Logement social: la mairie de Paris veut inciter l’Etat à plus de collaboration
PARIS: La mairie de Paris a inauguré cette semaine au cœur du très riche VIIe arrondissement un nouvel ensemble de 254 logements sociaux, qu’elle a érigé en modèle de la coopération qu’elle attend du gouvernement en la matière.
A quelques pas de l’Assemblée nationale, l’Ilot-Saint-Germain, sa crèche et son ensemble sportif, aménagés dans d’anciens bureaux du ministère des Armées, constituent « une opération exemplaire de ce que nous pouvons faire de mieux lorsqu’on peut avancer main dans la main avec les pouvoirs publics », s’est réjouie Anne Hidalgo.
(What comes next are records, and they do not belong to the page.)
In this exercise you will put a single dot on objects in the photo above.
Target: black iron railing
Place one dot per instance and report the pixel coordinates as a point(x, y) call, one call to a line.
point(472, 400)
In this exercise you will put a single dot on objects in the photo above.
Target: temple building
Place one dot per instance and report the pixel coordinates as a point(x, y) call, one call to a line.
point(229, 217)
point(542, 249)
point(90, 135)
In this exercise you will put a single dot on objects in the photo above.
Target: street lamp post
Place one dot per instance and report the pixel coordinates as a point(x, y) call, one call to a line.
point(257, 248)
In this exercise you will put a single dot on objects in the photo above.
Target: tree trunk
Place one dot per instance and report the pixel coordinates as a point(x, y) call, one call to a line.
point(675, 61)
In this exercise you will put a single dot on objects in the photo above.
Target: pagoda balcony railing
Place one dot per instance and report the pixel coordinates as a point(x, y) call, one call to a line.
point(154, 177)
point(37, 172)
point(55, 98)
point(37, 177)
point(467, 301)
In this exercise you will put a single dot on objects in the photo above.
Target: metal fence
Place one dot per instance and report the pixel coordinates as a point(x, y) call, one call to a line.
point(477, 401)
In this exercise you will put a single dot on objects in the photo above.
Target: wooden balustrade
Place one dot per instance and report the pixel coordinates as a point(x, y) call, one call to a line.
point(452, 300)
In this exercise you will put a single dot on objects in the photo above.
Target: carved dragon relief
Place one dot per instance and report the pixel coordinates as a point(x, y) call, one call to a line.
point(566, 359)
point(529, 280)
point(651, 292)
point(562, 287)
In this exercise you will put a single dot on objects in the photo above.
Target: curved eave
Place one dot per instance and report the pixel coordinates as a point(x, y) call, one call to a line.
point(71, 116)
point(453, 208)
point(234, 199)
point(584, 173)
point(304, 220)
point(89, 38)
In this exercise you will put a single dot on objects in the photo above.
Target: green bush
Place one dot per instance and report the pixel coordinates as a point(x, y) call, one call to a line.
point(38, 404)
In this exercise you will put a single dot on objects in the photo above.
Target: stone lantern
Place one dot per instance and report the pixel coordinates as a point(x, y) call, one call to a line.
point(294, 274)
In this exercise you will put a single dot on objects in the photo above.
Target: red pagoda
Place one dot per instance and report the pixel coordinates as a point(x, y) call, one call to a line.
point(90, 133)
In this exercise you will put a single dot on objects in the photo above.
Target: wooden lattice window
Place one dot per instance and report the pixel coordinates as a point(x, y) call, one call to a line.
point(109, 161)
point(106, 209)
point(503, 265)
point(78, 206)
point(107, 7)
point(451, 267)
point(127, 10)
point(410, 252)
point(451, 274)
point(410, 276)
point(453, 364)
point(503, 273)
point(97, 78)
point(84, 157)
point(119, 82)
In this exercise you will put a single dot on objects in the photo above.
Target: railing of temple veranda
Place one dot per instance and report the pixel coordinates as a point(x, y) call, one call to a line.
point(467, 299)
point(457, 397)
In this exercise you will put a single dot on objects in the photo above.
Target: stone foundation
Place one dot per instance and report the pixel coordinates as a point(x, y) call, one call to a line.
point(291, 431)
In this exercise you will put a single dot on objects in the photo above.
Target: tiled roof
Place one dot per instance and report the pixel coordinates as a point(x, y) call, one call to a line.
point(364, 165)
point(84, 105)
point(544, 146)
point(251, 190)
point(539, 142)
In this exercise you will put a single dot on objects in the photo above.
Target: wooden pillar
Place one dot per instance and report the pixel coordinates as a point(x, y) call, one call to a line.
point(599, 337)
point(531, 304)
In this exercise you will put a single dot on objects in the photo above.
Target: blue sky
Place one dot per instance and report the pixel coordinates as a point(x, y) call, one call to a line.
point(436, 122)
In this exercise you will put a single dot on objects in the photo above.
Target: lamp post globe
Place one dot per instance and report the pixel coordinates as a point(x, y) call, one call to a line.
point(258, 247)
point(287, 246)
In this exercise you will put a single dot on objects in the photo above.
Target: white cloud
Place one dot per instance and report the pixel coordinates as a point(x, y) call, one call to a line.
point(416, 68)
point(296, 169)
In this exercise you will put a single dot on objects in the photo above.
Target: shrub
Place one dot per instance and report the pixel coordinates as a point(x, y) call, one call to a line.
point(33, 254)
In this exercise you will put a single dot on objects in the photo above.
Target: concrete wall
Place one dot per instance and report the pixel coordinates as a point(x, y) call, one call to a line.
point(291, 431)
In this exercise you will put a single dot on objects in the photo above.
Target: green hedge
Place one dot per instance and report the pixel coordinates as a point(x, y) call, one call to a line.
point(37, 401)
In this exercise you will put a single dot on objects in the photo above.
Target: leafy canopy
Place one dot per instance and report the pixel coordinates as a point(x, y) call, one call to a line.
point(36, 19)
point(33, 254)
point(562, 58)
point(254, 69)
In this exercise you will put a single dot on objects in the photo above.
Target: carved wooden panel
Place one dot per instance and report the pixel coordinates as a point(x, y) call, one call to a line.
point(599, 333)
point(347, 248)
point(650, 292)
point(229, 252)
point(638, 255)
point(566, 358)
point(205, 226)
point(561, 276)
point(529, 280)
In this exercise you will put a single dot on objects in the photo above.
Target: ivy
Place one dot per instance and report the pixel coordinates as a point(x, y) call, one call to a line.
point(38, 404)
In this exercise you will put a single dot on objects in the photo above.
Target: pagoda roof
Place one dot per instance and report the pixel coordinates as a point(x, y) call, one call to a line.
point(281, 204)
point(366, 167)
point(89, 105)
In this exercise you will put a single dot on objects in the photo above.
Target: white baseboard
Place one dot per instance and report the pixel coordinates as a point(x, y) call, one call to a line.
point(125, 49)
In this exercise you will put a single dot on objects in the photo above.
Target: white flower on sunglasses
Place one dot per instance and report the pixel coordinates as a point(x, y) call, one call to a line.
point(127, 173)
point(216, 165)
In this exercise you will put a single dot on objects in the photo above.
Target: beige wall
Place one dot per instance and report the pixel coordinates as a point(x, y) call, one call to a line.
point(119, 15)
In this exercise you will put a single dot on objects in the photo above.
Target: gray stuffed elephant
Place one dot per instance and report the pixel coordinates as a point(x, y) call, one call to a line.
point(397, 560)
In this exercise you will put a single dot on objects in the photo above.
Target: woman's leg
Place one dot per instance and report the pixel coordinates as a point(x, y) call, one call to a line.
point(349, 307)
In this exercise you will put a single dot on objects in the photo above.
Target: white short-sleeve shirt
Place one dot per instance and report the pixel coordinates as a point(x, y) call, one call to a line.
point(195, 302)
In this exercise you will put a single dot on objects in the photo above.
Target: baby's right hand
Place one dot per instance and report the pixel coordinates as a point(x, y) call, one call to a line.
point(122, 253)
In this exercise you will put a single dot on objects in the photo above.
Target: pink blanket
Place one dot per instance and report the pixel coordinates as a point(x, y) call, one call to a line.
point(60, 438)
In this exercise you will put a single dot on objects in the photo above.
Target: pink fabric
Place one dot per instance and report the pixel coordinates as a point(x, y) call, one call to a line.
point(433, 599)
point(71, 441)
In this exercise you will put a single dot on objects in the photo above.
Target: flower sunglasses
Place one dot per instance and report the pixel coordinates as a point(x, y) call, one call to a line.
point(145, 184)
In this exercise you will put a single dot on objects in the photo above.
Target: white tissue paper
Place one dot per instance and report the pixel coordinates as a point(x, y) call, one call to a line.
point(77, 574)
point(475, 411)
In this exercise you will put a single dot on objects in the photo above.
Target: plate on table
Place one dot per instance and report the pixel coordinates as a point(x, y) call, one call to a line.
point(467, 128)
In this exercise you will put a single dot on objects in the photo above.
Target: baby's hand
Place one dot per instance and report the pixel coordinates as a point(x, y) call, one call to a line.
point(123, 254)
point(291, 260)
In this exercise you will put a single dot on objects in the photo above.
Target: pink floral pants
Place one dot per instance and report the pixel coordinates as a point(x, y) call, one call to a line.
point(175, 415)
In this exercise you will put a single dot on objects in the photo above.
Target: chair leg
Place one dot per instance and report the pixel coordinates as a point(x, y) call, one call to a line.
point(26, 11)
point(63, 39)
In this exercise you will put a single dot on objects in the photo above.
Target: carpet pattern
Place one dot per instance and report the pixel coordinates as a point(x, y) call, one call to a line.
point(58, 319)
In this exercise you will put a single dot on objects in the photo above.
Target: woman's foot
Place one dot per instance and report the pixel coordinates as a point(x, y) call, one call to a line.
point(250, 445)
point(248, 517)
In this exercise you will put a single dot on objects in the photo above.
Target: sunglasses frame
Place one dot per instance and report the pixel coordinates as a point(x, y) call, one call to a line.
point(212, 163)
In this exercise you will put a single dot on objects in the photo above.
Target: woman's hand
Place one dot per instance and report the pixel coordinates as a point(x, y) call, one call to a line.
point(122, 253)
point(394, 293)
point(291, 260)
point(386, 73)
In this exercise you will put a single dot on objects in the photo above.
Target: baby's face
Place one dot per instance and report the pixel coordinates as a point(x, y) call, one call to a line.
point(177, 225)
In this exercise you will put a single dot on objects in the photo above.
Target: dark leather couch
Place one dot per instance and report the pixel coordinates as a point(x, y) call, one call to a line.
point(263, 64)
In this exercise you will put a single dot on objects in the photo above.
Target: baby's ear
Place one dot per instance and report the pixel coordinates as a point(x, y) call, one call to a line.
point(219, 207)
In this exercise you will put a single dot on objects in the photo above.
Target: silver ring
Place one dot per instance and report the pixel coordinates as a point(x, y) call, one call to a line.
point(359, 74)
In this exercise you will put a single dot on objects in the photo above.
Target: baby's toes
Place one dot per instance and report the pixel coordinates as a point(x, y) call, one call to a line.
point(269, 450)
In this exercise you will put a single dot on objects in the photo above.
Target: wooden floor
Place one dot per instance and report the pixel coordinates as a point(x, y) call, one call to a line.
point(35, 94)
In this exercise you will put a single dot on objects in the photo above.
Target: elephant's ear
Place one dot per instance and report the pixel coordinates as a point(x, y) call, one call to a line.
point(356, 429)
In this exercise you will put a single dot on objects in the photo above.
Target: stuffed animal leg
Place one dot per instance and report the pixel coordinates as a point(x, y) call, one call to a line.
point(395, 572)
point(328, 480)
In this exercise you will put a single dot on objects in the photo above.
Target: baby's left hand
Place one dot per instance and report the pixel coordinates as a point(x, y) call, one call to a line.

Fière d’afficher un taux de 25% de logement social, la maire socialiste entend même pousser l’Etat à passer, selon ses mots, « de la procrastination à l’action réelle », à l’heure où de plus en plus de Français peinent à se loger, notamment pour cause de restrictions aux crédits immobiliers.
Les premiers locataires de l’Ilot-Saint-Germain sont ravis d’avoir pu élire domicile au cœur de la capitale.
« J’en avais pour plus d’une heure pour aller au travail, à présent c’est trente minutes », s’est félicité Gakou, éboueur de la mairie de Paris dans le IIIe arrondissement.
« Je vais vous dire cash, ce n’est pas un quartier populaire (…) j’ai découvert les livraisons » à domicile, ironise Fouad employé au ministère des Armées.
Actuellement, 700 000 des 2,15 millions de Parisiens (chiffre Insee pour 2022) vivent dans des logements sociaux et la municipalité dénombre 200 000 demandeurs.
«Très bon résultat»
Le site de l’Ilot-Saint-Germain, ancien bâtiment du ministère de la Défense, a été racheté par la Ville à un prix dérisoire pour le marché parisien: 29 millions d’euros pour 11 000 m2 habitables, soit un rabais de 57 millions d’euros.
Une bonne affaire rendue possible par la décote « Duflot », du nom de la ministre du Logement de François Hollande, instaurée en 2013, qui permet à l’Etat de céder terrains ou immeubles à bas prix pour y construire des logements.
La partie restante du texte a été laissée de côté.